Location: Northeastern Democratic Republic of Congo, 0°3N latitude, 27°30E longitude, boundaries unclear.

Area: Between 34,000 to 54,000 square kilometers.

Terrain: The northwest is relatively flat. It is more rugged toward the south and southeast with deeper valleys, cliffs, and swamps. Water is supplied by the Ituri River and the Epulu River, a tributary of the Ituri River, and the Epulu River’s vast watershed forms the center of the forest. Inselbergs[3] and clearings called edos are formed along the waterway, including swamp forests.

Rainfall: Between 2,000 millimeters to 4,000 millimeters annually and can reach up to 6,000 millimeters depending on the region.

Soil: Mbau forests and humid semi-evergreen forests dominated by Pleistocene soil.
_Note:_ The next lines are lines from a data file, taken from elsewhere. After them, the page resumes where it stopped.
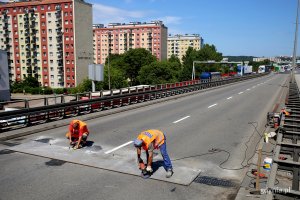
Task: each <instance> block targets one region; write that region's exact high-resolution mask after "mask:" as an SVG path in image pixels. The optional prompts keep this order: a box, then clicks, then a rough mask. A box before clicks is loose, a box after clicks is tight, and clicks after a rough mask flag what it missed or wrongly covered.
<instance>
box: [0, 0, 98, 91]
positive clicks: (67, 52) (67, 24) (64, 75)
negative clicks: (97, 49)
mask: <svg viewBox="0 0 300 200" xmlns="http://www.w3.org/2000/svg"><path fill="white" fill-rule="evenodd" d="M92 37H93V36H92V5H91V4H88V3H86V2H84V1H82V0H34V1H23V2H11V3H4V4H0V49H2V50H6V51H7V52H8V61H9V73H10V80H11V81H20V80H22V79H24V78H25V77H26V76H33V77H36V78H37V79H38V81H39V82H40V84H41V85H42V86H49V87H53V88H59V87H74V86H76V85H77V84H79V83H80V82H81V81H82V80H83V79H84V78H85V77H87V75H88V64H90V63H92V62H93V49H92Z"/></svg>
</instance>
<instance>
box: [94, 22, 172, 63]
mask: <svg viewBox="0 0 300 200" xmlns="http://www.w3.org/2000/svg"><path fill="white" fill-rule="evenodd" d="M93 32H94V63H96V64H104V63H105V60H106V57H107V56H108V55H109V54H122V53H124V52H126V51H128V50H129V49H135V48H145V49H147V50H149V51H150V52H151V53H152V54H153V55H154V56H156V57H157V59H158V60H164V59H167V38H168V28H167V27H166V26H165V25H164V24H163V22H162V21H152V22H149V23H146V22H144V23H141V22H131V23H129V24H121V23H110V24H108V27H104V26H103V25H101V24H100V25H96V24H95V25H93Z"/></svg>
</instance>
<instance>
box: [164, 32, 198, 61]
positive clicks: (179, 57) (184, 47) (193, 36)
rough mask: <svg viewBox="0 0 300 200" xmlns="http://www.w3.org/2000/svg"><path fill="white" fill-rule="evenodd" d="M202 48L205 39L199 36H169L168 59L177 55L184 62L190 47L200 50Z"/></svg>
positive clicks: (168, 37)
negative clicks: (188, 48) (185, 56)
mask: <svg viewBox="0 0 300 200" xmlns="http://www.w3.org/2000/svg"><path fill="white" fill-rule="evenodd" d="M202 46H203V39H202V37H200V35H198V34H192V35H189V34H185V35H173V36H172V35H169V36H168V58H170V57H171V56H172V55H175V56H176V57H178V58H179V59H180V61H181V62H182V57H183V56H184V55H185V53H186V51H187V49H188V48H189V47H192V48H194V49H196V50H200V49H201V47H202Z"/></svg>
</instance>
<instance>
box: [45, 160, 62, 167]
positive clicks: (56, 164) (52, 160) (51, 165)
mask: <svg viewBox="0 0 300 200" xmlns="http://www.w3.org/2000/svg"><path fill="white" fill-rule="evenodd" d="M65 163H66V161H63V160H56V159H51V160H50V161H48V162H45V164H46V165H47V166H62V165H63V164H65Z"/></svg>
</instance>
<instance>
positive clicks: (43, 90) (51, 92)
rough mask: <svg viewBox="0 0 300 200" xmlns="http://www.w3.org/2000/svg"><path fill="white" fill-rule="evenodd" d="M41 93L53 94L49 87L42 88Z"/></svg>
mask: <svg viewBox="0 0 300 200" xmlns="http://www.w3.org/2000/svg"><path fill="white" fill-rule="evenodd" d="M41 94H53V90H52V88H50V87H45V88H43V89H42V91H41Z"/></svg>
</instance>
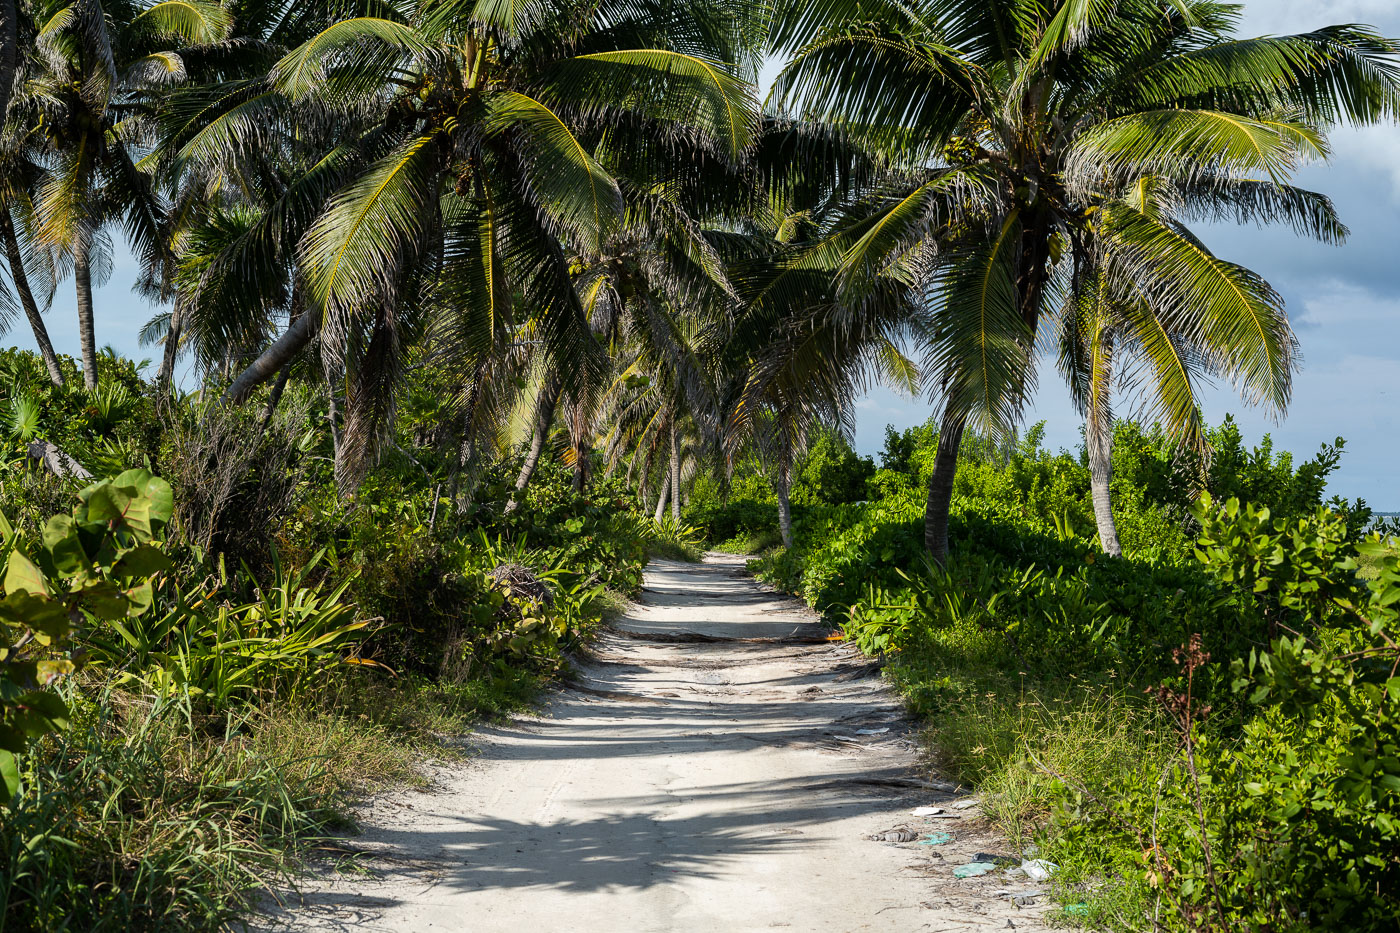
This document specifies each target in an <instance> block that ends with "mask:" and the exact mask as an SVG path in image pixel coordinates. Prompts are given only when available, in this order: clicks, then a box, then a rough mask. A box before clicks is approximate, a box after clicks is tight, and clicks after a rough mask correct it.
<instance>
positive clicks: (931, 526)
mask: <svg viewBox="0 0 1400 933" xmlns="http://www.w3.org/2000/svg"><path fill="white" fill-rule="evenodd" d="M966 424H967V422H966V419H965V417H963V416H962V415H952V413H945V415H944V420H942V423H941V424H939V426H938V452H937V454H935V455H934V472H932V475H931V476H930V478H928V504H927V506H925V507H924V546H925V548H928V556H931V558H932V559H934V563H937V565H938V566H944V565H946V563H948V513H949V510H951V509H952V503H953V476H955V475H956V472H958V450H959V448H960V447H962V436H963V429H965V427H966Z"/></svg>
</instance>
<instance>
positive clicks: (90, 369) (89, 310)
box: [73, 234, 97, 389]
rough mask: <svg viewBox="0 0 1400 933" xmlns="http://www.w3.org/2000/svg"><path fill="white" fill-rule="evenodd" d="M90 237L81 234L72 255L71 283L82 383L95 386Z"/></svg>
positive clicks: (91, 248)
mask: <svg viewBox="0 0 1400 933" xmlns="http://www.w3.org/2000/svg"><path fill="white" fill-rule="evenodd" d="M91 249H92V238H91V237H90V235H87V234H83V235H81V237H80V238H78V244H77V251H76V252H74V255H73V283H74V284H76V286H77V297H78V336H80V338H81V342H83V384H84V385H85V387H87V388H88V389H95V388H97V331H95V329H94V326H92V266H91V265H90V256H91Z"/></svg>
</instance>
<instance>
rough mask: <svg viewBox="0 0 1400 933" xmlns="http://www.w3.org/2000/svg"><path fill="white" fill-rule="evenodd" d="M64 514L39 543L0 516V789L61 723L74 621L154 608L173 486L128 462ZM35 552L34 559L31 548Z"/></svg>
mask: <svg viewBox="0 0 1400 933" xmlns="http://www.w3.org/2000/svg"><path fill="white" fill-rule="evenodd" d="M78 500H80V502H78V504H77V506H74V507H73V511H71V513H70V514H57V516H53V517H52V518H49V521H48V524H46V525H45V527H43V539H42V544H39V545H38V546H36V548H34V546H31V545H29V544H28V542H22V541H20V539H18V538H17V537H15V534H14V530H13V528H11V525H10V523H8V521H7V520H6V518H4V517H3V516H0V544H3V546H4V552H3V553H4V559H6V560H4V600H3V601H0V629H3V633H0V796H3V797H8V796H10V794H13V793H14V792H15V790H17V787H18V761H17V756H18V755H20V754H22V752H24V751H25V748H27V747H28V745H29V742H31V741H32V740H35V738H38V737H41V735H45V734H48V733H52V731H56V730H60V728H64V727H66V726H67V709H66V706H64V703H63V702H62V700H60V699H59V698H57V695H56V693H53V692H52V691H50V689H48V688H50V686H52V685H53V684H56V682H57V681H60V679H62V678H64V677H66V675H69V674H71V672H73V671H74V670H76V667H77V664H76V660H77V658H76V656H74V653H73V643H71V635H73V626H74V623H77V622H80V621H81V622H85V623H98V625H101V623H106V625H111V626H120V625H122V622H123V621H129V619H134V618H139V616H141V615H143V614H146V612H147V611H148V609H150V608H151V600H153V590H151V577H153V576H154V574H157V573H160V572H162V570H167V569H169V566H171V563H169V559H168V558H167V556H165V553H164V552H162V551H161V549H160V548H158V546H157V544H155V541H157V538H158V535H160V534H161V531H162V530H164V527H165V523H167V521H168V520H169V517H171V489H169V486H168V485H167V483H165V481H162V479H160V478H157V476H153V475H150V474H148V472H146V471H140V469H133V471H127V472H125V474H122V475H119V476H116V478H115V479H104V481H101V482H97V483H92V485H91V486H87V488H84V489H83V490H81V492H80V493H78ZM27 552H28V553H34V559H31V558H29V556H28V553H27Z"/></svg>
The average thickness of humus soil is one meter, and it is fertile.

Inhabitants: 156 mammal species (okapis, elephants, water buffalos, leopards, wild boars, hippos, etc.), 17 primate species (chimpanzees, mountain gorillas, etc.), 329 bird species (grey ibis, long-tailed hawks, Nahan’s francolins, etc.), 75 reptile species (black mambas, crocodiles, etc.), and dozens of poisonous insect species (leeches, army ants, wasps, centipedes…)

Locals: Bantu tribe, Pygmy tribe (Isolated, unfriendly, belligerent, and self-sufficient.)
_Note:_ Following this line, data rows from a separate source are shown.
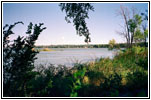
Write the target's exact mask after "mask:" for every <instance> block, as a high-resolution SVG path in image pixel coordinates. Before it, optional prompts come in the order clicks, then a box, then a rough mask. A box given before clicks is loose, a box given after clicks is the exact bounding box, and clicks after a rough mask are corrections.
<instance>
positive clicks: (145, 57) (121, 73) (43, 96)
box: [24, 47, 148, 97]
mask: <svg viewBox="0 0 151 100" xmlns="http://www.w3.org/2000/svg"><path fill="white" fill-rule="evenodd" d="M35 73H37V74H36V76H35V77H34V78H33V79H31V80H30V81H28V82H27V83H26V88H25V90H24V93H25V94H26V96H29V97H69V96H72V97H147V96H148V51H147V49H145V48H143V47H134V48H132V49H127V50H123V51H120V52H119V53H118V54H117V55H116V56H115V57H114V58H113V59H110V58H100V59H99V60H96V61H95V62H90V63H84V64H75V66H74V67H72V68H68V67H66V66H58V67H55V66H54V65H52V64H50V65H49V66H47V67H46V66H43V65H41V66H38V67H36V71H35Z"/></svg>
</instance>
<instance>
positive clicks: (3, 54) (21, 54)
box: [3, 22, 45, 96]
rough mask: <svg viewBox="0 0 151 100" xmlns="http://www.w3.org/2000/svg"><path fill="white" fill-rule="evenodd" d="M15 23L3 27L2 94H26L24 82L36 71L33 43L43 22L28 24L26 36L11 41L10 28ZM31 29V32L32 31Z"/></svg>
mask: <svg viewBox="0 0 151 100" xmlns="http://www.w3.org/2000/svg"><path fill="white" fill-rule="evenodd" d="M17 24H23V22H17V23H14V24H13V25H5V26H4V28H3V86H4V87H3V90H4V96H26V83H27V82H28V81H29V80H30V79H32V78H33V77H34V76H35V74H36V72H34V71H32V70H33V69H34V60H35V59H36V58H35V55H36V54H37V53H38V52H36V51H34V50H32V49H33V48H34V44H35V41H36V40H37V38H38V36H39V34H40V33H41V32H42V31H43V30H44V29H45V27H44V28H41V26H42V25H43V24H39V25H37V24H35V25H34V26H33V24H32V23H30V24H29V26H28V29H27V32H26V34H27V35H28V36H27V37H25V38H24V37H21V36H18V38H17V39H15V40H14V41H13V42H11V41H10V40H9V36H10V35H12V34H14V32H13V31H12V29H13V28H14V27H15V26H16V25H17ZM32 30H33V33H32Z"/></svg>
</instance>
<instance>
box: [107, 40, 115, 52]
mask: <svg viewBox="0 0 151 100" xmlns="http://www.w3.org/2000/svg"><path fill="white" fill-rule="evenodd" d="M115 45H116V41H115V40H114V39H112V40H110V41H109V48H108V49H109V50H112V49H114V48H115Z"/></svg>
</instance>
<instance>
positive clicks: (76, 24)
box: [59, 3, 94, 43]
mask: <svg viewBox="0 0 151 100" xmlns="http://www.w3.org/2000/svg"><path fill="white" fill-rule="evenodd" d="M59 6H60V7H61V10H62V11H65V12H66V17H65V20H66V21H67V22H68V23H70V19H72V20H73V24H74V26H75V29H76V31H77V34H78V35H80V36H82V35H83V36H85V38H86V39H85V42H86V43H89V42H91V39H90V37H89V35H90V32H89V29H88V27H87V25H86V22H85V19H86V18H89V17H88V12H89V10H92V11H94V8H93V6H92V5H91V4H89V3H61V4H60V5H59Z"/></svg>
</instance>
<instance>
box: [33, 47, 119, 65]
mask: <svg viewBox="0 0 151 100" xmlns="http://www.w3.org/2000/svg"><path fill="white" fill-rule="evenodd" d="M52 49H53V50H54V51H41V52H39V53H38V54H37V56H36V57H37V58H38V59H36V61H35V65H39V64H43V65H47V64H50V63H51V64H54V65H66V66H73V65H74V63H85V62H89V61H94V60H96V59H98V58H101V57H110V58H112V57H113V56H114V55H115V52H116V51H109V50H108V49H107V48H52Z"/></svg>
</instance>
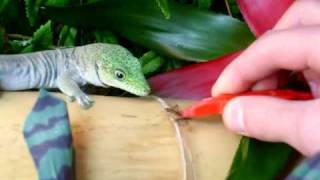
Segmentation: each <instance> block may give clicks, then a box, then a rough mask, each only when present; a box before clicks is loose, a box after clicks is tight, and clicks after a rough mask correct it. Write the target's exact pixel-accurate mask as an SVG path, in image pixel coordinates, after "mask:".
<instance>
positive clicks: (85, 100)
mask: <svg viewBox="0 0 320 180" xmlns="http://www.w3.org/2000/svg"><path fill="white" fill-rule="evenodd" d="M76 99H77V101H78V103H79V104H80V105H81V106H82V107H83V108H84V109H89V108H90V107H92V105H93V100H92V99H91V98H90V97H89V96H87V95H83V96H80V97H77V98H76Z"/></svg>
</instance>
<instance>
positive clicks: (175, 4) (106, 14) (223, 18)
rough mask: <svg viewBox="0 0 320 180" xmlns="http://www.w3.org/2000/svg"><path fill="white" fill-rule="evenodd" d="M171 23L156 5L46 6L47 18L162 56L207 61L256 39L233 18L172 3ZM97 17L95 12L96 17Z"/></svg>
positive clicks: (171, 5) (248, 44) (245, 45)
mask: <svg viewBox="0 0 320 180" xmlns="http://www.w3.org/2000/svg"><path fill="white" fill-rule="evenodd" d="M169 9H170V12H171V18H170V19H165V18H163V15H162V13H161V12H160V11H159V10H158V6H157V4H156V2H155V1H150V0H135V1H132V0H107V1H106V0H104V1H99V2H95V3H90V4H86V5H79V6H69V7H52V6H50V7H47V8H45V9H44V11H43V13H44V14H45V15H46V16H48V17H49V18H51V19H52V20H54V21H58V22H61V23H63V24H67V25H73V26H87V27H94V28H109V29H110V28H111V29H112V30H113V31H115V32H117V33H118V34H120V35H122V36H124V37H126V38H128V39H129V40H131V41H133V42H136V43H138V44H140V45H142V46H144V47H147V48H149V49H152V50H154V51H156V52H157V53H160V54H162V55H166V56H170V57H174V58H178V59H184V60H190V61H207V60H209V59H213V58H216V57H219V56H221V55H224V54H227V53H229V52H233V51H235V50H239V49H242V48H245V47H247V46H248V45H249V44H250V43H251V42H252V41H253V39H254V37H253V35H252V34H251V32H250V30H249V29H248V28H247V26H246V25H245V24H244V23H243V22H241V21H239V20H237V19H234V18H232V17H230V16H226V15H221V14H215V13H211V12H208V11H201V10H199V9H197V8H193V7H191V6H187V5H182V4H179V3H177V2H174V1H169ZM92 12H95V13H92Z"/></svg>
Economics: The region’s contribution to Zaire’s national economy is extremely low.

While it was said that the Great Ituri Rainforest was first explored by an American explorer, Stanley, in the late 19th century, he did nothing but pass through and escaped to Lake Albert. Of the 70 expedition members that he led, 47 lost their lives in the Ituri Rainforest.

Ituri Rainforest had the highest level of vegetation density on Earth. The forest was dark even in broad daylight because its large canopy blocked the sunlight. Parasitic plants and shrubs were intertwined on the surface, holding back one’s steps.

The natives feared the Ituri Rainforest and called it the Black Forest. Black Bantu people farmed on the edges of the Ituri Rainforest and did not enter the forest. The main inhabitants of the Ituri Rainforest were the Pygmy tribe. They have lived in the Ituri Rainforest for 1,000s of years.

[1] Military army.

[2] The Great Ituri Rainforest.

[3] Isolated hills standing above well-developed plains and appear not unlike an island rising from the sea.